Melihat kondisi itu maka sudah saatnya bagi kita yang berkecimpung di dunia pendidikan khususnya untuk mengubah fokus kita selama ini dari apa yang perlu dipelajari menjadi bagaimana caranya untuk mempelajari. Perubahan yang harus terjadi adalah perubahan dari isi menjadi proses. Belajar bagaimana cara belajar untuk mempelajari sesuatu menjadi suatu hal yang lebih penting daripada fakta-fakta dan konsep-konsep yang dipelajari itu sendiri’. Oleh karena itu, pendidikan harus mempersiapkan para individu untuk siap hidup dalam sebuah dunia di mana masalah-masalah muncul jauh lebih cepat daripada jawaban dari masalah tersebut, di mana ketidakpastian dan ambiguitas dari perubahan dapat dihadapi secara terbuka, di mana para individu memiliki keterampilan-keterampilan yang diperlukannya untuk secara berkelanjutan menyesuaikan hubungan mereka dengan sebuah dunia yang terus berubah, dan di mana tiap-tiap dari kita menjadi pemberi arti dari keberadaan kita. Untuk mencapai hal tersebut maka tidak hanya berarti teknik-teknik baru dalam pendidikan, tetapi juga tujuan baru. Tujuan pendidikan haruslah untuk mengembangkan suatu masyarakat di mana orang-orang dapat hidup secara lebih nyaman dengan adanya perubahan daripada dengan adanya kepastian. Dalam dunia yang akan datang, kemampuan untuk menghadapi hal-hal baru secara tepat lebih penting daripada kemampuan untuk mengetahui dan mengulangi hal-hal lama. Kebutuhan akan orientasi baru dalam pendidikan saat ini terasa begitu kuat dan nyata dalam berbagai bidang studi, baik dalam bidang studi eksakta maupun ilmu-ilmu sosial. Para pendidik, praktisi pendidikan dan kita semua, mau tidak mau harus merespon perubahan yang terjadi dengan mengubah paradigma pendidikan.
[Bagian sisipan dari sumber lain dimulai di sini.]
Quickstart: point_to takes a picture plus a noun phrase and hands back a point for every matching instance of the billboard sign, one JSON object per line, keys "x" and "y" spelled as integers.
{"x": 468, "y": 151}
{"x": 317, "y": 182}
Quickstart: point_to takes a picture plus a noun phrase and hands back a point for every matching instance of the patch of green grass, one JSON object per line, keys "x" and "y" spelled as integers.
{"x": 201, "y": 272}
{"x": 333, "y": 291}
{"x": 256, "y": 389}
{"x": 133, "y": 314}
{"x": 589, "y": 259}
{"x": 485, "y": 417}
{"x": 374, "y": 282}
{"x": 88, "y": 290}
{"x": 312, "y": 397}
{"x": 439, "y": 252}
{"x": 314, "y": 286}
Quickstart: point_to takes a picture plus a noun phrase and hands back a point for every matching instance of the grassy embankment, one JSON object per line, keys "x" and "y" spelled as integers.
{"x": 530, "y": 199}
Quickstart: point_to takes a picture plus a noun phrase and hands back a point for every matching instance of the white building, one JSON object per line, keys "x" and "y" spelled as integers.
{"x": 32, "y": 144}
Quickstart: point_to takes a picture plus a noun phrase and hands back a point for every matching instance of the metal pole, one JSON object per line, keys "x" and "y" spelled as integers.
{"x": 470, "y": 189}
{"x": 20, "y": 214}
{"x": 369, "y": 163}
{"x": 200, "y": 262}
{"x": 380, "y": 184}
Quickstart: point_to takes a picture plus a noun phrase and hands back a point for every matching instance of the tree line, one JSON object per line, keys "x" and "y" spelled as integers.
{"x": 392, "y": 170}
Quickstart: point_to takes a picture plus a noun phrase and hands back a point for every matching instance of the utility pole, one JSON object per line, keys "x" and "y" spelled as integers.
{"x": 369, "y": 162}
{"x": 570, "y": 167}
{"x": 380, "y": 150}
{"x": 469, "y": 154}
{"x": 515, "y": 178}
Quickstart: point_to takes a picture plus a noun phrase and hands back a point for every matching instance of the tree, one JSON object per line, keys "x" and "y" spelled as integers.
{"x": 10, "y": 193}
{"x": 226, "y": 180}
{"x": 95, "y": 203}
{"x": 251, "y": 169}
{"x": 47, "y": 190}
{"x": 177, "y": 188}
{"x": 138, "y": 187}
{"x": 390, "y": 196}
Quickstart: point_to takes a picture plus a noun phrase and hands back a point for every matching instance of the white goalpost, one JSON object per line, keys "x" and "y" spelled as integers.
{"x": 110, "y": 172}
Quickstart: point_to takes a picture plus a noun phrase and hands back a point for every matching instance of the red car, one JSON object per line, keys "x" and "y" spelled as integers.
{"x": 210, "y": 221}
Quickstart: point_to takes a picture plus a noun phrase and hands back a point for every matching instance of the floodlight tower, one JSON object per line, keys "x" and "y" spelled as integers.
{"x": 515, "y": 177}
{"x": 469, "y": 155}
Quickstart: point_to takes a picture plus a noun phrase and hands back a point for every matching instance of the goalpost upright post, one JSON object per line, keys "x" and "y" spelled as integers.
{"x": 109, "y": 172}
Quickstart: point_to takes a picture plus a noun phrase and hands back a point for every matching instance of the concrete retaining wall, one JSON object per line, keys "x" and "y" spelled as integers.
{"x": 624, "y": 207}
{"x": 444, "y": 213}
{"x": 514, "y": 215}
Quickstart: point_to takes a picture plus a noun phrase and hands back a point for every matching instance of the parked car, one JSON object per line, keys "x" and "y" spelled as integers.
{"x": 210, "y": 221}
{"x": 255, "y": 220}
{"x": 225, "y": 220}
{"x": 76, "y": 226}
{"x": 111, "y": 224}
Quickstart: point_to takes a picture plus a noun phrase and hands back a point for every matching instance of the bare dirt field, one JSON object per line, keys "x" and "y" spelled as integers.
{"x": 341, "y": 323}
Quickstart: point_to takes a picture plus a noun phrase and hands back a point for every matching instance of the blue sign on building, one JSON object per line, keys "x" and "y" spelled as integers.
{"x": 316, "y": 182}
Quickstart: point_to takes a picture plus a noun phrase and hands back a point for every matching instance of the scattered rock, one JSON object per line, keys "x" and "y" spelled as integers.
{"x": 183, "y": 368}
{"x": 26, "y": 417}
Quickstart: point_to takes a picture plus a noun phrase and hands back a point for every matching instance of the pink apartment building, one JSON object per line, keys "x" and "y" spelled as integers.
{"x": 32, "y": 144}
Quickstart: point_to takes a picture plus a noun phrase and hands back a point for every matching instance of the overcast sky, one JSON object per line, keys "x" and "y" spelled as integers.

Untuk menjawab dan mengatasi perubahan yang terjadi secara terus-menerus, salah satu alternatif yang dapat digunakan adalah paradigmna konstruktivistik.
Hakikat Pembelajaran Behavioristik dan Pembelajaran Konstruktivistik
a. Hakikat Pembelajaran Behavioristik
Thornike, salah seorang penganut paham behavioristik, menyatakan bahwa belajar merupakan peristiwa terbentuknya asosiasi-asosiasi antara peristiwa-peristiwa yang sisebut stimulus (S) dengan respon ® yang diberikan atas stimulus tersebut. Pernyataan Thorndike ini didasarkan pada hasil eksperimennya di laboratorium yang menggunakan beberapa jenis hewan seperti kucing, anjing, monyet, dan ayam. Menurutnya, dari berbeagai situasi yang diberikan seekor hewan akan memberikan sejumlah respon, dan tindakan yang dapat terbentuk bergantung pada kekuatan keneksi atau ikatan-ikatan antara situasi dan respon tertentu. Kemudian ia menyimpulkan bahwa semua tingkah laku manusia baik pikiran maupun tindakan dapat dianalisis dalam bagian-bagian dari dua struktur yang sederhana, yaitu stimulus dan respon. Dengan demikian, menurut pandangan ini dasar terjadinya belajar adalah pembentukan asosiasi antara stimulus dan respon.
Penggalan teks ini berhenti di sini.